Comme pour la politique de dividende, les raisons mises en avant par une entreprise pour racheter ses propres actions sont diverses. Pour celles qui génèrent beaucoup de liquidités, racheter des actions peut être une option opportune : il vaut mieux redistribuer l’argent aux actionnaires plutôt que le dépenser dans des projets ou acquisitions infructueux. Un second avantage des rachats de titres est le fait que les sociétés qui en font voient le coût de leur capital baisser. En effet, les fonds propres, dont les exigences de rendement sont élevées, sont remplacés lors de l’opération par des emprunts moins chers ou remboursés par un excès de trésorerie. Ceci est d’autant plus vrai dans le contexte actuel de taux historiquement bas, résultant des politiques monétaires accommodantes des banques centrales. Pour les actionnaires, cette situation est positive, du moins à court terme.

Plus vulnérables

Or, le nombre d’entreprises qui a mis un programme de rachat d’actions en place ou prévoit de le faire semblent aujourd’hui trop nombreux. En effet, ce phénomène signifie aussi qu’un grand nombre d’entreprises n’utilisent pas leur trésorerie pour investir afin de soutenir leur croissance future. L’importante augmentation de la dette des entreprises américaines trouve d’ailleurs en grande partie son explication dans la multiplicité de ces opérations de rachats de titres. Beaucoup de ces sociétés qui ont sauté le pas seront plus vulnérables lorsqu’une récession arrivera, car émettre de la dette pour racheter des actions ne génère pas une meilleure capacité de remboursement. Ainsi, on dénombre aujourd’hui 536 entreprises dites « zombies » au sein de l’OCDE, car elles affichent toutes un Ebit (bénéfice avant intérêts et impôts) inférieur à la charge d’intérêt. Historiquement, ce phénomène coïncidait avec la fin des crises économiques, mais actuellement l’économie est en phase de croissance.

Il existe également d’autres raisons pour procéder à des rachats d’actions, dont la pertinence peut être discutable. En diminuant le nombre d’actions en circulation, le bénéfice par action augmente. Mécaniquement, l’action devient plus attractive, car le bénéfice par action (PER), paramètre scruté par les investisseurs, augmente. La direction d’une entreprise pourrait donc être tentée de procéder à une telle opération afin de soutenir le cours de l’action, surtout lorsque les nouvelles sont mauvaises. Les dirigeants peuvent donc être juge et parti dans ce genre de décisions, car leurs rémunérations sont souvent indexées sur la performance boursière de l’action.
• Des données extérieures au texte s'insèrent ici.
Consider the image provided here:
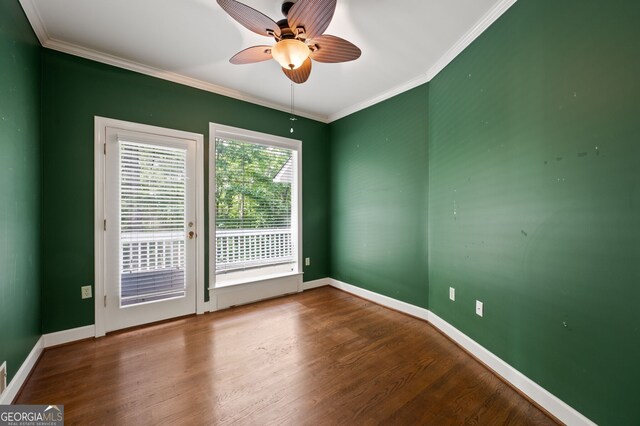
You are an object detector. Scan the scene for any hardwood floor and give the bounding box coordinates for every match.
[17,287,555,425]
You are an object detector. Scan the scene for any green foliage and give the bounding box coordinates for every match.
[216,139,291,229]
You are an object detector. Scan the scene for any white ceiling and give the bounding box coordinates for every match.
[21,0,515,122]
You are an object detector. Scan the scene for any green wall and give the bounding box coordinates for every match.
[0,1,40,380]
[331,0,640,425]
[429,0,640,425]
[42,50,329,333]
[331,85,429,308]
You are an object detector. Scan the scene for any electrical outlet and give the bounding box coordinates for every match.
[0,361,7,395]
[80,285,93,299]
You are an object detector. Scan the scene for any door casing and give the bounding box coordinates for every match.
[94,116,208,337]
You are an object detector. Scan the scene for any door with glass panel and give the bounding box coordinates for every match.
[104,127,196,331]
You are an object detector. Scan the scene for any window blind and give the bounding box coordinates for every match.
[215,138,295,274]
[119,141,187,306]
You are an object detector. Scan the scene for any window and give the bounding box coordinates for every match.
[210,128,300,287]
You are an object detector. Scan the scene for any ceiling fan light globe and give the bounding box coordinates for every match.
[271,39,311,70]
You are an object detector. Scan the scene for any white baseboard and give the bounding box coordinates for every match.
[302,278,331,291]
[42,325,96,348]
[328,278,595,426]
[329,278,429,321]
[429,312,595,426]
[0,336,44,405]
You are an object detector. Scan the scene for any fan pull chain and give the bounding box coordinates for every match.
[289,81,297,133]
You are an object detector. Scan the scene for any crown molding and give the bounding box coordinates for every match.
[20,0,328,123]
[20,0,517,123]
[328,0,517,123]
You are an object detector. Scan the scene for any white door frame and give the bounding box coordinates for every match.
[94,116,208,337]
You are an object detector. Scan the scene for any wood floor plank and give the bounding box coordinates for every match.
[17,287,556,425]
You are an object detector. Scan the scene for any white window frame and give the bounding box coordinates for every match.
[209,123,303,311]
[94,116,209,337]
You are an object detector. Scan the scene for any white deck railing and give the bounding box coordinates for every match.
[216,228,294,272]
[120,228,294,274]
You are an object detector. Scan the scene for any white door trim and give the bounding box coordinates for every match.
[94,116,207,337]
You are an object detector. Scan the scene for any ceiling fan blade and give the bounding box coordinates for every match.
[229,46,272,65]
[287,0,337,39]
[218,0,281,37]
[282,58,311,84]
[309,34,362,63]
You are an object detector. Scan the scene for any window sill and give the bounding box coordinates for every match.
[209,272,303,290]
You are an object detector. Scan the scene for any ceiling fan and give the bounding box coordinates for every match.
[217,0,362,84]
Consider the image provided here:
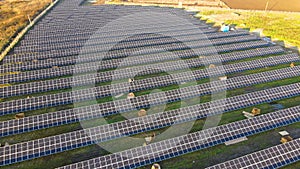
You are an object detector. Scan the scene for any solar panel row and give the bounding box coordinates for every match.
[55,106,300,169]
[0,46,283,97]
[3,36,269,63]
[0,31,254,73]
[0,67,300,137]
[2,42,290,83]
[0,97,300,168]
[206,139,300,169]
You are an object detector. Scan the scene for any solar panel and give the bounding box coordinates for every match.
[0,100,300,168]
[3,36,269,63]
[0,31,256,73]
[0,67,300,136]
[206,139,300,169]
[0,46,283,97]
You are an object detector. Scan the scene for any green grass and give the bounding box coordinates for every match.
[0,0,52,52]
[200,8,300,47]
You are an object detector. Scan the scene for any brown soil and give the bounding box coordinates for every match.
[222,0,300,12]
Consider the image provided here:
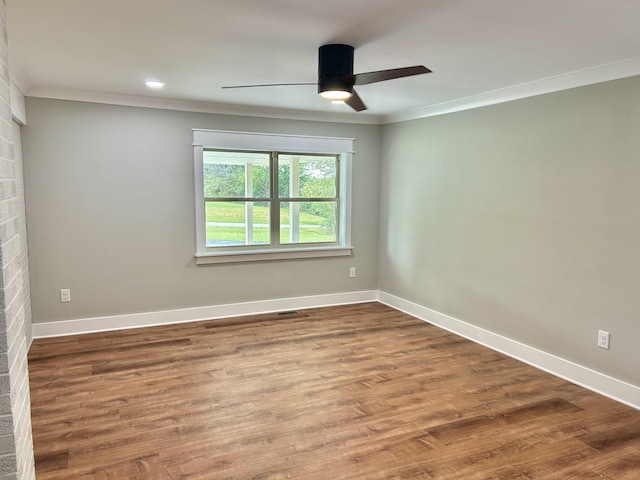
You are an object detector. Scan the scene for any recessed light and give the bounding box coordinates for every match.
[145,80,164,88]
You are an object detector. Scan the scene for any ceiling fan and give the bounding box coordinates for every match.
[222,43,431,112]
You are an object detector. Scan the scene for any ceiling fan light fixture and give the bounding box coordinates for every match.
[320,90,353,101]
[144,80,164,88]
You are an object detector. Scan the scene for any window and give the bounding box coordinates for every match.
[194,130,353,264]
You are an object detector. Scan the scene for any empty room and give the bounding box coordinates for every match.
[0,0,640,480]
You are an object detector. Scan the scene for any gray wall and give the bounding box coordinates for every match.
[23,98,381,322]
[379,77,640,385]
[0,0,35,480]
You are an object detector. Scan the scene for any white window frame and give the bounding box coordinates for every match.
[193,129,354,265]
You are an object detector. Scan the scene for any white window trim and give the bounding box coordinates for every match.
[193,129,354,265]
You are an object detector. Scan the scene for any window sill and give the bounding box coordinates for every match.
[196,246,353,265]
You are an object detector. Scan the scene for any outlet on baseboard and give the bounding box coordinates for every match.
[598,330,611,350]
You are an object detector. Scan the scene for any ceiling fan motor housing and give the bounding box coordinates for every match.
[318,43,354,93]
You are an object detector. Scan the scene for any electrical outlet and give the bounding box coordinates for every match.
[598,330,611,350]
[60,288,71,303]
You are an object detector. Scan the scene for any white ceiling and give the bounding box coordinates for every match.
[7,0,640,123]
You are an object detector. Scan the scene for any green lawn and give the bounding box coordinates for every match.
[206,202,336,245]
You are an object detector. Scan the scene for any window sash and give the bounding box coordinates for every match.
[193,129,354,264]
[203,148,340,252]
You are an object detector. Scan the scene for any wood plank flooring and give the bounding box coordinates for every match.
[29,303,640,480]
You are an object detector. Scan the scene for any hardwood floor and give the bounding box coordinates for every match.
[29,303,640,480]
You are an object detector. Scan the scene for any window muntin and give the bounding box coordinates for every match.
[193,129,354,264]
[202,149,339,250]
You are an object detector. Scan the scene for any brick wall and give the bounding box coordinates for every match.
[0,0,35,480]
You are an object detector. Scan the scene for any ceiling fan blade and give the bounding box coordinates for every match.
[353,65,431,85]
[344,90,367,112]
[222,82,318,88]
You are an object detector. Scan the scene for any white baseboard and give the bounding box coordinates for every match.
[33,290,640,410]
[378,292,640,410]
[33,290,378,338]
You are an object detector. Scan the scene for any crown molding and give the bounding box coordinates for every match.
[383,57,640,124]
[22,55,640,125]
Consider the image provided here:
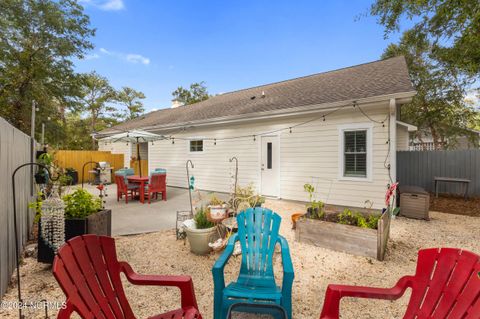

Au vu de l’accroissement substantiel du nombre d’opérations de rachat, une intervention des organismes de régulation n’est pas exclue. Récemment, la US Securities & Exchange Commission (SEC) a déjà insisté sur le fait que de nombreux dirigeants vendent des parts importantes de leurs propres actions juste après l’annonce d’une opération de rachat par leur entreprise.

Il est utile de rappeler que les rachats d’actions ont longtemps été illégaux aux Etats-Unis car considérés comme une forme de manipulation boursière. Ce n’est qu’en 1982 que la SEC a modifié la loi 10b-18 et a rendu les rachats d’actions légaux. Or, certains démocrates pressentis comme candidat aux élections présidentielles de 2020, à l’image d’Elizabeth Warren, pourraient être tentés de revoir la procédure au nom de l’égalité.

Très probablement, ce sont d’ailleurs les rachats des actions par les entreprises qui ont soutenu partiellement la hausse boursière impressionnante observée ces dernières années. Comme évoqué, il semble plausible que les rachats des actions propres soient davantage contrôlés à l’avenir afin d’inciter les entreprises à ne pas se focaliser excessivement sur le court terme. Cependant, une interdiction totale de la pratique n’est pas probable, au vu de sa valeur stratégique pour les entreprises.